My general method for things like this is to: 1. Get a .dot file of the database...

totalhack · 2025-03-18T13:52:34 1742305954

You are doing a lot of the work a semantic layer would do for you. I wonder if you would have better luck having the LLM talk to a semantic layer instead of directly to the database.

jt_b · 2025-03-18T14:17:16 1742307436

Can you talk more about what an implementation of such a semantic layer would look like?

totalhack · 2025-03-18T16:23:03 1742314983

There are a number of semantic layer tools out there these days. Each has their own unique approach, but essentially it's a meta layer on top of your database that can be used to do things like form queries or provide a consolidated API to your data (which may be in multiple databases).

Some comments on this thread mention popular semantic layer tools like cube.dev. I also made an open source one that I use regularly, though it's currently in I-hope-to-put-more-time-into-this-someday mode. Been busy with an acquisition this year.

https://github.com/totalhack/zillion

rishabhparikh · 2025-03-18T14:44:44 1742309084

Not OP, but a naive guess is it would mean that you'd have your schema defined in an ORM (for example, Prisma). The advantage here is that the LLM gets context on both the schema and how the schema is used throughout the application.

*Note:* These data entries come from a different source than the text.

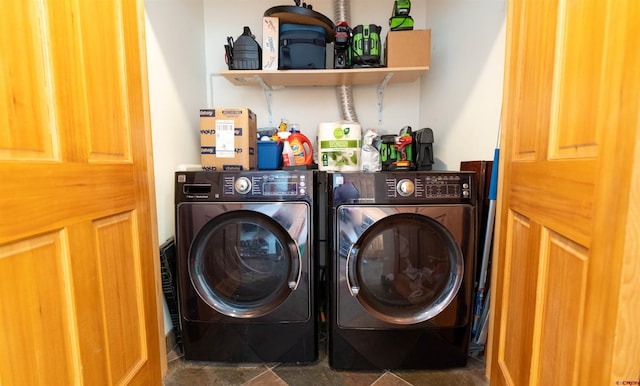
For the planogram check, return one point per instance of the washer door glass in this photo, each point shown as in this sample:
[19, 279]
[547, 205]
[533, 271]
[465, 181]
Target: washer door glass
[405, 268]
[244, 264]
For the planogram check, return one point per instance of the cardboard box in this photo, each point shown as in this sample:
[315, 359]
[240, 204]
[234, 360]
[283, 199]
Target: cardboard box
[270, 48]
[408, 48]
[228, 139]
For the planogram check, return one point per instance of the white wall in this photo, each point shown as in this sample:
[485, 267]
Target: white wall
[459, 97]
[462, 91]
[177, 87]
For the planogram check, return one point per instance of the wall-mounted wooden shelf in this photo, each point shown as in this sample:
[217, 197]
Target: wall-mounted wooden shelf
[301, 78]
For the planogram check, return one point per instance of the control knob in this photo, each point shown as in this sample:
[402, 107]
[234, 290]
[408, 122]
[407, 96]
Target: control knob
[405, 187]
[243, 185]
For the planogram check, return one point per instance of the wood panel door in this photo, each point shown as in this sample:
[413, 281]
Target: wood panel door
[567, 271]
[78, 239]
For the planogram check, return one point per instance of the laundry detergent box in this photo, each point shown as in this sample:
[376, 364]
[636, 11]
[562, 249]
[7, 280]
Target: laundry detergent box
[339, 146]
[228, 139]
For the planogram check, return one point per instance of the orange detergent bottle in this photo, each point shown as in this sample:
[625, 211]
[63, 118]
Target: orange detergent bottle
[302, 148]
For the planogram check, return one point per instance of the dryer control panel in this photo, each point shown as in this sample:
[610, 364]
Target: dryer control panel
[403, 187]
[429, 186]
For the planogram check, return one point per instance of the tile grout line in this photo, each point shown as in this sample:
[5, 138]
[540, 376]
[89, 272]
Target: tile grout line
[268, 369]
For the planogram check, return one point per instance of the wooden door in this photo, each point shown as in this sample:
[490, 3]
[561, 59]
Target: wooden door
[78, 240]
[567, 266]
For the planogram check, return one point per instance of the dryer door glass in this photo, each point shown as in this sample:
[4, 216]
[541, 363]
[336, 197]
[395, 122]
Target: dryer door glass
[244, 264]
[405, 268]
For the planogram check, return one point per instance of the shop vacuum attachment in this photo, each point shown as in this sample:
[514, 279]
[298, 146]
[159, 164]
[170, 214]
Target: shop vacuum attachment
[245, 53]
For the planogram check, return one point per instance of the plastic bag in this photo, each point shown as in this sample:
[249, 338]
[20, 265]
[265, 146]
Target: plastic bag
[370, 155]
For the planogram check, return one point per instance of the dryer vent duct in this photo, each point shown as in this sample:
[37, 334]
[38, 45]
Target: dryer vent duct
[344, 93]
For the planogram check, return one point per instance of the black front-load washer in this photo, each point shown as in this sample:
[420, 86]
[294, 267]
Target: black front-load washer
[245, 266]
[402, 263]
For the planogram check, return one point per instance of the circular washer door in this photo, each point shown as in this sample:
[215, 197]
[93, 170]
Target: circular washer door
[405, 268]
[244, 264]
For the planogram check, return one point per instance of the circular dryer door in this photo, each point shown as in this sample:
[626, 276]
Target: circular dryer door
[244, 264]
[405, 268]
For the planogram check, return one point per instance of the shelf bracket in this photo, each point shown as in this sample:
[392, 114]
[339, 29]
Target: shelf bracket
[381, 88]
[268, 94]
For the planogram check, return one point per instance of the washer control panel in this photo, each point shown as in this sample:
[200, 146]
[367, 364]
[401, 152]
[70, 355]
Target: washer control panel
[429, 186]
[243, 185]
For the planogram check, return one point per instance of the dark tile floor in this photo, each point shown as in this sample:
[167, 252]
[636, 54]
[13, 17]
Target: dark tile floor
[189, 373]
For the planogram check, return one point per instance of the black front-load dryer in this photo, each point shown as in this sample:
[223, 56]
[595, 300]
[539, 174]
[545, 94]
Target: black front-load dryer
[245, 266]
[402, 263]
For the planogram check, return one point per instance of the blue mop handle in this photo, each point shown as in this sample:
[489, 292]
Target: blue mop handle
[493, 187]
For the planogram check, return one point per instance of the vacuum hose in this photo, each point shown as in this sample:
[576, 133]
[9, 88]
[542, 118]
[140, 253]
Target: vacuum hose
[344, 93]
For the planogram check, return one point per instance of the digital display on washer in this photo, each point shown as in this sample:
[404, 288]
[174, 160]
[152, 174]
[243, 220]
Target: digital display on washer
[279, 188]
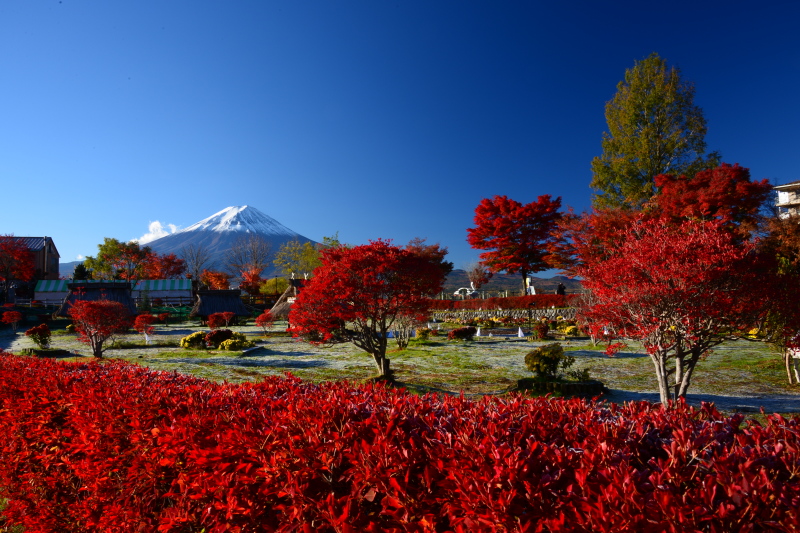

MattDaEskimo · 2025-03-18T16:52:35 1742316755

I use Weaviate and let the model create GraphQL queries to take advantage of both the semantic and data layer. Not sure how efficient it is but it's worked for me

Der_Einzige · 2025-03-18T16:33:47 1742315627

Combining this with structured/constrained generation with grammars/pydantic can supercharge this btw

gcanyon · 2025-03-18T17:18:38 1742318318

Can you illustrate this a little? Or should I be asking an LLM for advice? :-)

breadwinner · 2025-03-18T14:27:40 1742308060

Something like this is what I do also. Is there another way? How are others doing it?

dimitri-vs · 2025-03-18T14:40:33 1742308833

Export DDL of one or more relevant tables, run query to get a random sample of 5 records for each table. Really quick to gather all this and enough context to handle most query writing tasks with some guidance.

sitkack · 2025-03-18T16:02:28 1742313748

Schema + samples. Same thing a skilled person would use.